The California Senate Public Safety Committee passed SB 22 — also known as the “Sexual Assault Victims’ DNA Bill of Rights” — on Tuesday, according to a press release by District Attorney Nancy O’Malley, who co-sponsored the legislation.
This bill requires that sexual assault kits booked into evidence be submitted to a crime lab within 20 days and that this evidence be processed within 120 days after a crime lab receives it. During the hearing at which the bill was presented, state Sen. Connie Leyva, D-Chino, the author of the bill, said its goal is to ensure that there is never another backlog of sexual assault kits in California.
According to Amanda Stephens, a member of the board of directors of the Joyful Heart Foundation, another important difference between existing laws and the bill that was just passed through the committee is the use of one word: “should.”
Currently, Penal Code 680 says that when the police receive a sexual assault kit, they “should” send it to a crime lab. The Joyful Heart Foundation, an organization whose mission is to transform society’s response to sexual assault, looked into how many jurisdictions followed the guidelines this law suggested by issuing open records requests to eight jurisdictions. Stephens said in the hearing for the bill that they found that six out of eight of these jurisdictions did not follow this suggestion or did not have a way to count how many rape kits they had received.
“By passing SB 22 and changing the ‘should’ to a ‘shall’ and testing all sexual assault kits, California will take dangerous, violent offenders off the streets,” Stephens said in the hearing.
In 2016, the Berkeley Police Department was discovered to have left evidence from a sexual assault kit that had been untouched for six years, only sending it for testing in 2014. At that time, Alameda County possessed 1,900 untested sexual assault kits.
In the hearing for the bill, O’Malley said she has ensured that there is no backlog of sexual assault kits in Alameda County. BPD spokesperson Officer Byron White said in an email that this was true for Berkeley as well.
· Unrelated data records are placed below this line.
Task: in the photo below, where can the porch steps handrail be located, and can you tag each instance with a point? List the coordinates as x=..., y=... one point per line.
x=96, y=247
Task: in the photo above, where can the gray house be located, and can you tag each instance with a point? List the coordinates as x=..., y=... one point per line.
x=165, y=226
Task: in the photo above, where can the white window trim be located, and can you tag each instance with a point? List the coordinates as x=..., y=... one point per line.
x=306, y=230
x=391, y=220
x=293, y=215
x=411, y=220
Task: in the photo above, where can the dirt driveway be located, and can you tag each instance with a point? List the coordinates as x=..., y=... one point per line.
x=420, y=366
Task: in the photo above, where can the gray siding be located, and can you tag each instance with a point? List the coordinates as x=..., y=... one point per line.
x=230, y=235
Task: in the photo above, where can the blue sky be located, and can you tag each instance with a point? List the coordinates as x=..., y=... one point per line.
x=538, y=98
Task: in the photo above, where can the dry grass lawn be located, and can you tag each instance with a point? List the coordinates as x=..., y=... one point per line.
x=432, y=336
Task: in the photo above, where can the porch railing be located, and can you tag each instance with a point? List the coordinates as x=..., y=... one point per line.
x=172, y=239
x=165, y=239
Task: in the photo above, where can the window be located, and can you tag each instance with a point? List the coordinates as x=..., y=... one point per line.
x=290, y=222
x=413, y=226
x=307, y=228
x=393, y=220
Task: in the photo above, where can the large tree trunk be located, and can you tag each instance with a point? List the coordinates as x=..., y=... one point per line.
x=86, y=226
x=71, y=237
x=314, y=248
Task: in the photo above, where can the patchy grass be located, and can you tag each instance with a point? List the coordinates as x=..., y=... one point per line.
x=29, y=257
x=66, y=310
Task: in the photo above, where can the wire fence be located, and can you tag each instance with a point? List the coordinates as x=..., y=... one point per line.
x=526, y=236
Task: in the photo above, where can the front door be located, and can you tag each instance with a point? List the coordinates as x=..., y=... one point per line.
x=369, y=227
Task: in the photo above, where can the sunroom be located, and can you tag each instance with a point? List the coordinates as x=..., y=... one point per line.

Senator Nancy Skinner, the District 9 representative, said in the hearing that this bill was important to bring forward.
“I hope we get to the point where every single sexual assault is reported, all evidence is tested, and we can end this and resolve the crimes,” Skinner said in the hearing.
Given that the UC Berkeley Office for the Prevention of Harassment and Discrimination received 171 sexual violence allegations in 2018 and that there are currently 15 pending case investigations, this bill could impact the way sexual assault is treated on campus.
ASUC Senator Zach Carter said in an email that he believes that it could affect a number of people who come forward about sexual assault.
“Reporting is a stressful process already, and survivors deserve the most expedited and equitable reporting methods available, and SB22 would help streamline a process that’s inherently stressful and burdensome,” Carter said in an email.